Lai Lisa A, Paulson Thomas G, Li Xiaohong, Sanchez Carissa A, Maley Carlo, Odze Robert D, Reid Brian J, Rabinovitch Peter S
Department of Pathology, University of Washington, Seattle, WA 98195, USA.
Genes Chromosomes Cancer. 2007 Jun;46(6):532-42. doi: 10.1002/gcc.20435.
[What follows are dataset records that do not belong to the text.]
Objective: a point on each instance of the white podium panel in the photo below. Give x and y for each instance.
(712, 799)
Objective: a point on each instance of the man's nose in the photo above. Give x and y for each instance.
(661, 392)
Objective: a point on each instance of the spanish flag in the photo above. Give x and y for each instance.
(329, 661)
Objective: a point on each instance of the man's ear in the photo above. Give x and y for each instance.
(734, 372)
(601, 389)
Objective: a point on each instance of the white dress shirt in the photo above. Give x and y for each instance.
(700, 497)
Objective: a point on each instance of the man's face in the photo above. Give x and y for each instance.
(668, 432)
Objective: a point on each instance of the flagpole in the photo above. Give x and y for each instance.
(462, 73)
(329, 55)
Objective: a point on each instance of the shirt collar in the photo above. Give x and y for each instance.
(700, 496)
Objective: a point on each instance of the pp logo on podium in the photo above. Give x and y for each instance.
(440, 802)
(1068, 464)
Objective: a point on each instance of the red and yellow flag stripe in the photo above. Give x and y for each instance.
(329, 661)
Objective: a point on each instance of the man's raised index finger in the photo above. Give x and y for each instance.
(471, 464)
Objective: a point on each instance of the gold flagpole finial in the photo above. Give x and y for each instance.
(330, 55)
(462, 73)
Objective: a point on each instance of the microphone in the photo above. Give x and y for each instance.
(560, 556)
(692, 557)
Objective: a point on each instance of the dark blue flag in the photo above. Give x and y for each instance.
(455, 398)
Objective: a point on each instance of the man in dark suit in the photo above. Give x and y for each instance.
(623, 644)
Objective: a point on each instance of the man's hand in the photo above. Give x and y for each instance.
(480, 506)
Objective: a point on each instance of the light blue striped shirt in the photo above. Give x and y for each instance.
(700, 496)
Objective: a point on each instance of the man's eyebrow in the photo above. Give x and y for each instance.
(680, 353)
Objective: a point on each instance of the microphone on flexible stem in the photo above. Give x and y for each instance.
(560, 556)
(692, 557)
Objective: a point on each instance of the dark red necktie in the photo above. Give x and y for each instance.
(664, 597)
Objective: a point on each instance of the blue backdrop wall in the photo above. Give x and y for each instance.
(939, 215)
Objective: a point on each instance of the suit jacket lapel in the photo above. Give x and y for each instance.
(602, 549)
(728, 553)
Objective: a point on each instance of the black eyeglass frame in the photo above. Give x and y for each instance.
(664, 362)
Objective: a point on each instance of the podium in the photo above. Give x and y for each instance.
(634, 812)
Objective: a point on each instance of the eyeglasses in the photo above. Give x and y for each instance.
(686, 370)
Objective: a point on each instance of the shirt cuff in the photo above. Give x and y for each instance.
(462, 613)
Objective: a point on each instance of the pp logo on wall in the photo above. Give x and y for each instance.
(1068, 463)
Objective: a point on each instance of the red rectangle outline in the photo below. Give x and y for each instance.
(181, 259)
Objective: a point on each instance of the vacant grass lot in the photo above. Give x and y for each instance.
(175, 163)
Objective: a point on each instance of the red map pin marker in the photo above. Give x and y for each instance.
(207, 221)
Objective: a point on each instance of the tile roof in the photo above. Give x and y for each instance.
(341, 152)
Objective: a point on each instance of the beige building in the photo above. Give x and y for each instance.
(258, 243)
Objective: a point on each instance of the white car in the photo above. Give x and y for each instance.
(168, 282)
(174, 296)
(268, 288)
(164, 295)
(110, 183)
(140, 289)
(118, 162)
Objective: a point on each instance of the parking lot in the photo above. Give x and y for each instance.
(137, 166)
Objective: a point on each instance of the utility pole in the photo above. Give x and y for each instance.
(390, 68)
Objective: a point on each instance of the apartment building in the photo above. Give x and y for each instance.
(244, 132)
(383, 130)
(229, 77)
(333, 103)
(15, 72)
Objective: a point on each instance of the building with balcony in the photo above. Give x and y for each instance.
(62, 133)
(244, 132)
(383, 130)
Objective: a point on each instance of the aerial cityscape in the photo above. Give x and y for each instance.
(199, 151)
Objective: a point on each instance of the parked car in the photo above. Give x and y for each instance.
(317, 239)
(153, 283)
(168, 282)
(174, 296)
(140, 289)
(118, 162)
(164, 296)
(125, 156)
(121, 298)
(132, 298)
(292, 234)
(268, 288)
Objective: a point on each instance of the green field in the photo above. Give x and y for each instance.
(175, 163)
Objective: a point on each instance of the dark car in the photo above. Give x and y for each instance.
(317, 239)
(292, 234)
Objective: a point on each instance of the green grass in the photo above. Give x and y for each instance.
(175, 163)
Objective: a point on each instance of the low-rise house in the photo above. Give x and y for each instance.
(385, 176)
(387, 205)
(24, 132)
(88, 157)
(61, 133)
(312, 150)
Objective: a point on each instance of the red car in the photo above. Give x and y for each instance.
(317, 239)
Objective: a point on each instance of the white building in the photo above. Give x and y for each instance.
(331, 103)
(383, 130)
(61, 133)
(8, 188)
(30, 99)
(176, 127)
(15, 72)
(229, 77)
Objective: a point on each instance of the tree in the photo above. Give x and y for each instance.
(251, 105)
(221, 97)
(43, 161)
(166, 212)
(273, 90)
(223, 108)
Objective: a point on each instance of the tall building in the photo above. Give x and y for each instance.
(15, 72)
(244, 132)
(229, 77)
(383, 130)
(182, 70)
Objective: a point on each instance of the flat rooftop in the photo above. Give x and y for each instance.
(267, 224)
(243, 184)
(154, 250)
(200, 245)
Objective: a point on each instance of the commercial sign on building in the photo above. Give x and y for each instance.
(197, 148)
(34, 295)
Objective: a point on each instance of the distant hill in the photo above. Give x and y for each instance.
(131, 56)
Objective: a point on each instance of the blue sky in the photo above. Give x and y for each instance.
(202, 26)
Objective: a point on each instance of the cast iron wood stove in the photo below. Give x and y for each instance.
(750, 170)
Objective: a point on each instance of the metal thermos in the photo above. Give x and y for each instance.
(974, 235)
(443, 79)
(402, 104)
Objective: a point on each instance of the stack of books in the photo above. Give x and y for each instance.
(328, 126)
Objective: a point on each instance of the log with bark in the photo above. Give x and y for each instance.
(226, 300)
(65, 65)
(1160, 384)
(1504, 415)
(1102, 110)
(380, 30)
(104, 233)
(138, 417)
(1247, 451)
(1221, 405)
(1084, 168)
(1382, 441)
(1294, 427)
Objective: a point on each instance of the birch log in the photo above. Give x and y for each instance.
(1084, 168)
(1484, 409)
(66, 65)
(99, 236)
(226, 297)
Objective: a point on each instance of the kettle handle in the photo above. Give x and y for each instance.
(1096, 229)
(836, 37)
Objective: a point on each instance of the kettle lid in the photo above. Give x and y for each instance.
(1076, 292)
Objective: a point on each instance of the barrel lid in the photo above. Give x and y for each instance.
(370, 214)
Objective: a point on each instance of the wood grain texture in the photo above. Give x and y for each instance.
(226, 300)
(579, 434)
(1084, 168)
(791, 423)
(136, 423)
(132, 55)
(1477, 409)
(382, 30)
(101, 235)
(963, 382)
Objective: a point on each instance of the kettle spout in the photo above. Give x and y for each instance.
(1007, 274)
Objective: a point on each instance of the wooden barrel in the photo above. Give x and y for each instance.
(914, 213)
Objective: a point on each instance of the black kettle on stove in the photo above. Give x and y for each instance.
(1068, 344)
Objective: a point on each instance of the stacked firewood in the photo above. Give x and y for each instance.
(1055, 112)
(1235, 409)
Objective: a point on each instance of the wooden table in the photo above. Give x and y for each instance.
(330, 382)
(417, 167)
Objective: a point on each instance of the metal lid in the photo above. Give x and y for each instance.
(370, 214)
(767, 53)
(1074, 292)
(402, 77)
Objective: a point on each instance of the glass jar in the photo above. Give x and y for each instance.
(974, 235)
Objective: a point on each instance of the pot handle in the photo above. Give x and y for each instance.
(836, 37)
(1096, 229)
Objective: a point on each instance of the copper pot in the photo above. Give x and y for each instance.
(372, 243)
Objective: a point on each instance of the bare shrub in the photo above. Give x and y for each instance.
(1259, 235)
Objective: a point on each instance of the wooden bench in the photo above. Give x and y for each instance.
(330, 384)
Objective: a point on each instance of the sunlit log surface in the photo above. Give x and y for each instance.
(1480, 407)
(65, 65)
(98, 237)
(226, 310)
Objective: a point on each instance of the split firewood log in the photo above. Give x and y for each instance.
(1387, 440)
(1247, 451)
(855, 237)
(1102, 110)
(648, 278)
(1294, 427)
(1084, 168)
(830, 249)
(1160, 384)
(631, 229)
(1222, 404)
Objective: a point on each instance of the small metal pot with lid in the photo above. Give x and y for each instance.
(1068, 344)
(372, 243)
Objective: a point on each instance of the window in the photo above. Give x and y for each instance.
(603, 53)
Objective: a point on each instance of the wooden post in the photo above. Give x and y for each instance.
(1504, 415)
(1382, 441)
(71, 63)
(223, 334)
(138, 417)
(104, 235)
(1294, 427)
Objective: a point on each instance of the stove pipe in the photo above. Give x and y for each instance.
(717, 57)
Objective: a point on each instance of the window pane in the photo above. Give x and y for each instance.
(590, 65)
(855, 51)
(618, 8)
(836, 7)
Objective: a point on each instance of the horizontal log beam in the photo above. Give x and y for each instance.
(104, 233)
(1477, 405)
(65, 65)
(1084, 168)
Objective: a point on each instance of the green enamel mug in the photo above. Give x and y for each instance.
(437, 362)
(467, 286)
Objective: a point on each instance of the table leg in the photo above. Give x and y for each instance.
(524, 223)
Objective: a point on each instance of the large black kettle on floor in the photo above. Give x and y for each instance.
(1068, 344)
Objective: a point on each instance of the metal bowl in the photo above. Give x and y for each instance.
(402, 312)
Chromosomal instability is regarded as an underlying mechanism of neoplastic progression, integral to the clonal selection and evolution that leads to cancer. We evaluated chromosomal instability in premalignant Barrett's esophagus tissue using high resolution Affymetrix mapping 100K SNP arrays as patients progressed through three molecular stages of disease-CDKN2A(LOH) only, CDKN2A(LOH)/TP53(LOH), and CDKN2A(LOH)/TP53(LOH) with aneuploidy. Within individuals over time, we observed increases in both numbers and sizes of regions of LOH or copy number change. In the earliest CDKN2A(LOH) only samples, we detected few regions with both copy change and LOH, whereas copy loss and LOH were highly correlated in more advanced samples. These data indicate that genomic instability increases in severity and changes character during neoplastic progression. In addition, distinct patterns of clonal evolution could be discerned within a segment of Barrett's esophagus. Overall, this study illustrates that pre-malignant disease can be associated with extensive instability and clonal dynamics that evolve from an initial stage characterized by small recombination-based alterations to one with larger copy change events likely associated with mitotic instability.
染色体不稳定被视为肿瘤进展的潜在机制,是导致癌症的克隆选择和进化所不可或缺的。随着患者经历疾病的三个分子阶段——仅CDKN2A(杂合性缺失)、CDKN2A(杂合性缺失)/TP53(杂合性缺失)以及伴有非整倍体的CDKN2A(杂合性缺失)/TP53(杂合性缺失),我们使用高分辨率Affymetrix 100K SNP基因分型芯片评估了癌前巴雷特食管组织中的染色体不稳定情况。在个体随时间的变化过程中,我们观察到杂合性缺失区域或拷贝数变化区域的数量和大小均有所增加。在最早仅出现CDKN2A(杂合性缺失)的样本中,我们检测到同时存在拷贝数变化和杂合性缺失的区域很少,而在更晚期的样本中,拷贝数丢失和杂合性缺失高度相关。这些数据表明,在肿瘤进展过程中,基因组不稳定的严重程度增加且特征发生变化。此外,在一段巴雷特食管中可以辨别出不同的克隆进化模式。总体而言,这项研究表明癌前疾病可能与广泛的不稳定性和克隆动态变化相关,这些变化从最初以基于小的重组改变为特征的阶段演变为一个具有可能与有丝分裂不稳定相关的更大拷贝数变化事件的阶段。